Wie gesagt, da haben die aus Redmond gute Arbeit geleistet. Ich hege nur die Befürchtung, dass da so manche Aktionen wieder als Bummerang zurückkommen.
Es wäre schön, wenn sie DIESEN Hebel nochmal umlegen könnten.

Was man so liest, hat Windows10 mittlerweile einen Marktanteil von ca. 7%. Die Vorversionen liegen noch bei etwa 50%.

Ich fahre mittlerweile 2 gleisig: Windows10 auf der einen Seite, und Linux auf der anderen Seite.
Manche Anwender kommen um Windows nicht herum (etwa die Gamer). Aber sehr viele (und da zähle ich mich dazu), haben ein begrenztes Anwendungsspektrum, dem auch Basis-Systeme absolut gerecht werden.

Und so werde ich Windows10 im Auge behalten; aber ebenso, was ich eig benötige, einfach in der Bedienung ist und günstig in der Anschaffung (inkl. Hardware).

Dazu kommt, dass es den Anschein macht, als wäre Windows eine auslaufende Generation an Betriebssystemen.
Ich habe heute ein Smartphone, auf dem ich so Einiges machen kann. Lautlos, schnell und von unterwegs.
Hardware ist nahezu kostenlos (im Handytarif mit enthalten).
Es scheint, als liefe es immer mehr darauf hinaus, dass der PC ein Nischenprodukt wird, das nur noch gelegentlich zum Einsatz kommt (wenn man dann halt mal zuhause am PC sitzt). Und wozu brauche ich dann ein großes, mächtiges Windows, das nur auf entsprechend gewaltiger Hardware läuft.
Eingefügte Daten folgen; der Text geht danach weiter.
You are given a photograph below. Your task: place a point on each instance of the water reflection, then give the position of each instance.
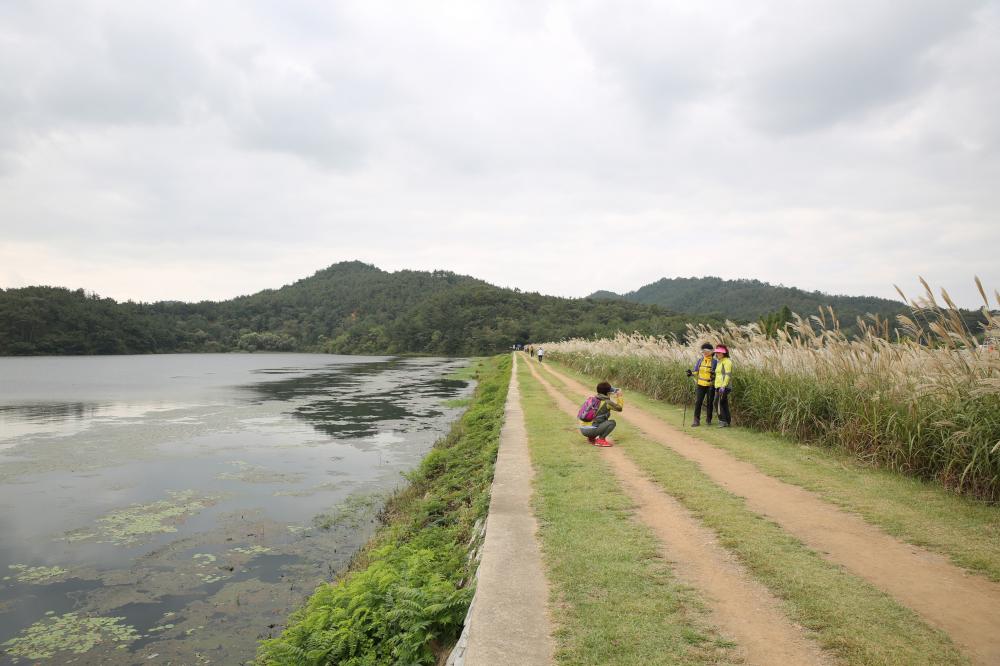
(50, 412)
(278, 444)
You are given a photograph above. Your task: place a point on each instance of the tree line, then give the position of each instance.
(348, 308)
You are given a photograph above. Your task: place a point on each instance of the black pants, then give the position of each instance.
(724, 407)
(602, 430)
(700, 395)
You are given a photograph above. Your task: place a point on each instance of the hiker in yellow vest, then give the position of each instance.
(704, 377)
(723, 383)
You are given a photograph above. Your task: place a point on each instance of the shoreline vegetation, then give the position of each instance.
(405, 595)
(926, 403)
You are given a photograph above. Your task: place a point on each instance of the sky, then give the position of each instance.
(191, 150)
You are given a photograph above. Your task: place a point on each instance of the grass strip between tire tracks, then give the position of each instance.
(614, 599)
(851, 618)
(919, 512)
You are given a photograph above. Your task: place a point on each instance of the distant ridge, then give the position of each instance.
(347, 308)
(751, 300)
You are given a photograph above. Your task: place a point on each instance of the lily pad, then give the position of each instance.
(127, 527)
(69, 633)
(37, 575)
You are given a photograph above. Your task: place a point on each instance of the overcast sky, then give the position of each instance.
(200, 150)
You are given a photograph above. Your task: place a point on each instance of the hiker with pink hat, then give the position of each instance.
(723, 383)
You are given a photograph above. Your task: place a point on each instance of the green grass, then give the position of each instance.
(919, 512)
(614, 599)
(404, 598)
(857, 622)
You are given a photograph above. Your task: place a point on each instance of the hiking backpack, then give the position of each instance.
(588, 410)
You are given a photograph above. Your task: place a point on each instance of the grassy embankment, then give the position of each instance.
(402, 599)
(614, 600)
(918, 511)
(850, 618)
(926, 402)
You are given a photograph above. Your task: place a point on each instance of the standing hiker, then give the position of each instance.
(704, 374)
(723, 383)
(595, 414)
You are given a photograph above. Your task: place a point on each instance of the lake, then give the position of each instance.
(175, 508)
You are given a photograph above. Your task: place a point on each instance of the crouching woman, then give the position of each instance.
(597, 430)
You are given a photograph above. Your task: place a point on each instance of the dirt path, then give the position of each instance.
(508, 621)
(964, 605)
(742, 608)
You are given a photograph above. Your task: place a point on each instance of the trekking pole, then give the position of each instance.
(686, 400)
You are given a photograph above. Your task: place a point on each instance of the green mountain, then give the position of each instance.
(752, 300)
(349, 307)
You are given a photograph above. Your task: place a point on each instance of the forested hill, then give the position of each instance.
(751, 300)
(349, 307)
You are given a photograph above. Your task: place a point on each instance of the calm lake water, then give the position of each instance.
(175, 508)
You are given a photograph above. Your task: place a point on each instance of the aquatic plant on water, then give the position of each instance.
(69, 633)
(127, 527)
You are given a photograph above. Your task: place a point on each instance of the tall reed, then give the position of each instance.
(922, 397)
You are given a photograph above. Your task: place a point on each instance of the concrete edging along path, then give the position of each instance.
(964, 605)
(742, 608)
(508, 623)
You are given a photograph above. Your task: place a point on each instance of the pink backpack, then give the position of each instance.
(588, 411)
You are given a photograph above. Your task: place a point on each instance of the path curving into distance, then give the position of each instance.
(742, 608)
(964, 605)
(508, 623)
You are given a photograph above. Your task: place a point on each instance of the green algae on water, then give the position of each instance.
(128, 527)
(251, 550)
(37, 575)
(68, 633)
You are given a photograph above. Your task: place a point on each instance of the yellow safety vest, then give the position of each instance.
(705, 374)
(723, 372)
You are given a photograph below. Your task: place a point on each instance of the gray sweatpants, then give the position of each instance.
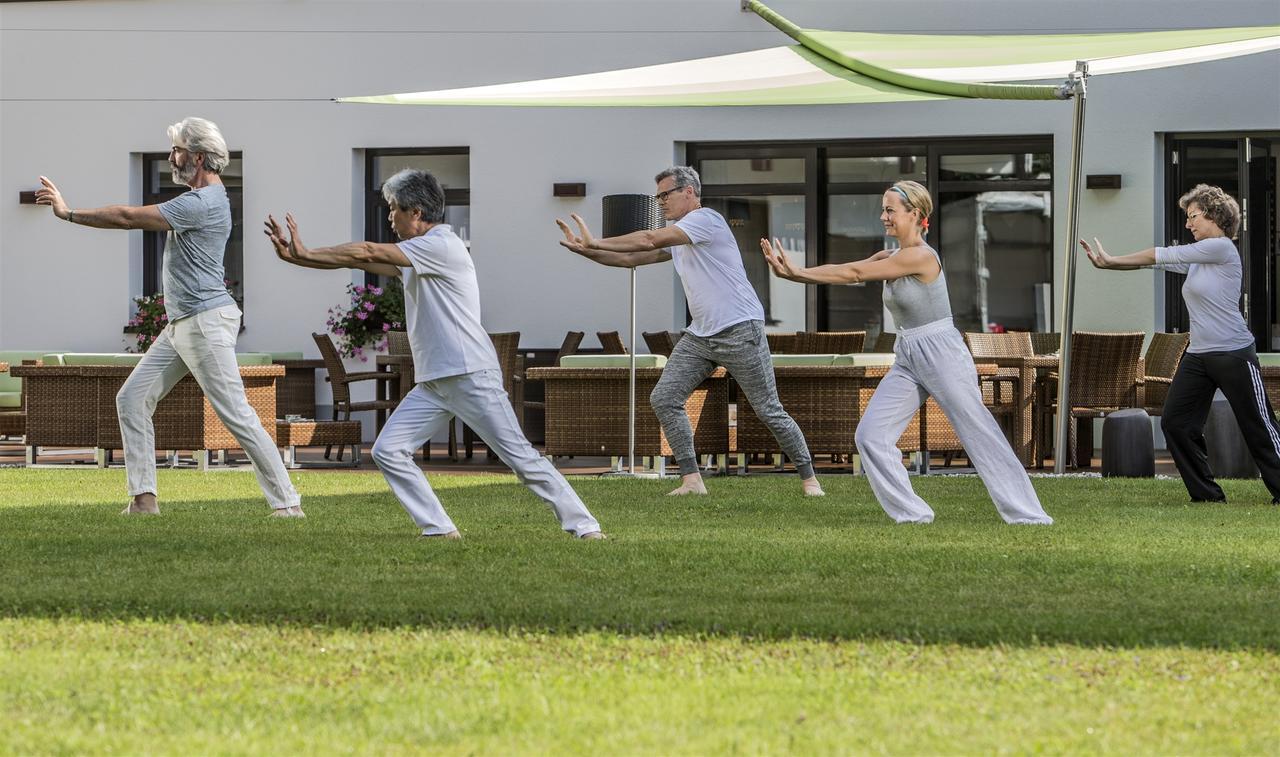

Ich kann mir vorstellen, dass es eher Richtung Tablet läuft. Kann ich unterwegs benutzen, und zuhause für die „größeren Dinge“ passt das Teil auch (also etwa eine Tabelle bearbeiten, Briefe schreiben, surfen oder einen Film anschauen oder was auch immer).

Die Sache verlagert sich immer mehr auf ein Zugangsgerät ins Internet, also ein Gerät, das Verbindung herstellt. Genauso, wie es im Büroalltag immer weniger PCs gibt, und immer mehr Clients, die Verbindung herstellen; ins hausinterne Netz und ins Internet; was oft schon dasselbe ist.

Ob MS wohl die Zeichen der Zeit verschlafen hat, und nun noch versucht, möglichst viel vom Rest zu erwischen, und auch noch auf den Zug irgendwie mit aufzuspringen?

Es grüßt,
das Smamap

Die Himbeere – ein kleiner Zwischenbericht

Nun habe ich die Frucht bereits einige Wochen am Laufen.

Läuft einwandfrei.

Das Meiste, was ich am „PC“ zu tun habe, kann ich auch auf meinem Kleinst-Rechner machen.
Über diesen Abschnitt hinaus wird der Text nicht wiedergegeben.